I’m not sure if this is a post about magic, psychiatry, or just plain nuttiness.
One of the things that Carroll talks about in Liber Kaos is to not get so egotistical that you think that everything has to do with your will. If something happens that you wanted to happen, it doesn’t necessarily have anything to do with your magic, sometimes things just happen. There are other times when we have to really sit down and take an inventory of what we have been doing, and look at the way we did them, the intention involved, the forces used, and which things that are currently going on could be a ramification of past works. These sessions sometimes reveal intentions that we were so good at burying intentions, that when they happened, we didn’t even take notice (solid conscious detachment). There are others that we have been doing that may have had unforeseen consequences, which reminds us that Chaos is present everywhere, whether we like it or not. Lastly, there are other things that may be happening around us, no matter our intentions towards them one way or another, that we have no control over at all. The problem can be distinguishing these separate scenarios from each other sometimes.
As I’ve mentioned in a couple of previous posts, I’ve struggled with some mental issues over the last while, and I was concerned that my involvement with Chaos and other ‘occult’ practices would be considered part of the problem. The good news is that my team of professionals has no problem with my beliefs, and my involvement with such esoteric things has never been brought up as a part of my diagnoses or treatments. My manic/depressive swings are under almost total control now, but there is some underlying issue that was there before I came completely unglued. Apparently they couldn’t get down to the core issue until they fixed the first one.
This is where the scenarios I mentioned above come into play (yes, there will be a point). According to my medical team, there seems to be a personality disorder roaming around and causing me problems.
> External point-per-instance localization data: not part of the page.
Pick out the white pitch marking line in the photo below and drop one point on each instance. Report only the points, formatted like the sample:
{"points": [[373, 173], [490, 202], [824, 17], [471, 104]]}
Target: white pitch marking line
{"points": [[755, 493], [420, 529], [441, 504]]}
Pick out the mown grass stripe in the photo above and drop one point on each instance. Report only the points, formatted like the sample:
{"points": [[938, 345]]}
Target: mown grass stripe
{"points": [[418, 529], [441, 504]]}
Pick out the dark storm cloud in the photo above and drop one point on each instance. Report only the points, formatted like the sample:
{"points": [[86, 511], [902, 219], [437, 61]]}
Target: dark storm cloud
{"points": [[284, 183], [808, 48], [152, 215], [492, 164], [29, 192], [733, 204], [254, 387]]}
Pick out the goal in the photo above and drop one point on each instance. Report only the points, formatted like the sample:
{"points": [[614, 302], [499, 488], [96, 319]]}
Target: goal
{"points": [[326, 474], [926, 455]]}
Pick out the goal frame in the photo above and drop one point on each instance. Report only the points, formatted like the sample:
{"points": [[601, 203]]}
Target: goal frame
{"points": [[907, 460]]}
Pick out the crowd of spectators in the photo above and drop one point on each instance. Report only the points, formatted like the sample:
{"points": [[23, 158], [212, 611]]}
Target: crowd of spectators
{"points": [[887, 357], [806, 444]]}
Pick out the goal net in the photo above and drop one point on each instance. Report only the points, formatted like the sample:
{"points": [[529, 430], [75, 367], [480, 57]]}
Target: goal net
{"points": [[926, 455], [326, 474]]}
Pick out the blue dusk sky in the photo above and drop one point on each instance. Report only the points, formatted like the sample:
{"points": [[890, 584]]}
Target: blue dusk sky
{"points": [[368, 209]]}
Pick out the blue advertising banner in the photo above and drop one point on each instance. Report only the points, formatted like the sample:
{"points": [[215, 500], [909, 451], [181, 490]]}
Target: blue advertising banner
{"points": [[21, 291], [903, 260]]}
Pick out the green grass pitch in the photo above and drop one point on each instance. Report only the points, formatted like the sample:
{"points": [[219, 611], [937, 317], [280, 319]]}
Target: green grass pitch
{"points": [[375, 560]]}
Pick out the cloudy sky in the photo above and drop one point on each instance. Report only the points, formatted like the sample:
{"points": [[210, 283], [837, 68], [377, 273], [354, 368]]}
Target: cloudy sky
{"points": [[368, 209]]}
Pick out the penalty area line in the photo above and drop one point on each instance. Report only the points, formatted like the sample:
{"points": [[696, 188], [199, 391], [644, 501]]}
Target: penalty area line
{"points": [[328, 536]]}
I haven’t really noticed it, but it’s been a growing problem in my life, and has brought me to the brink of divorce several times in just the last few months. So what is the problem? I tend to wake up as a different person almost every day. There seem to be about six different states that I can be in on any given day.
It doesn’t appear to be any type of multiple personality disorder, it’s not that I don’t feel/remember each one of them. I just have an entirely different outlook, logic, motivation, reliability and such on different days. So, instead of swinging up and down like I used to do, I now float from side to side. The question I ask myself is this: Is this just a personality disorder, or is this some kind of strange side effect from the occult work that I have done. I’m not saying that I’m possessed or anything, I’m just wondering is this doesn’t have to do with personal illumination. I have been working very hard to use my magic to give me insight and knowledge about so much, I wonder if some of it came in such a large bundle (I’ve had MAJOR epiphanies) that it had to develop and entirely new way of thinking to handle the info, and those ways of thinking got separated somehow and became their own unique states of being within me.
So, it comes back to my original questions: Is this from my intentional gaining of knowledge? Is this a negative side effect? Is this something that is just outside of magic?
I’ll see what they say relatively soon.
It’s the kind of stuff that keeps me up at night.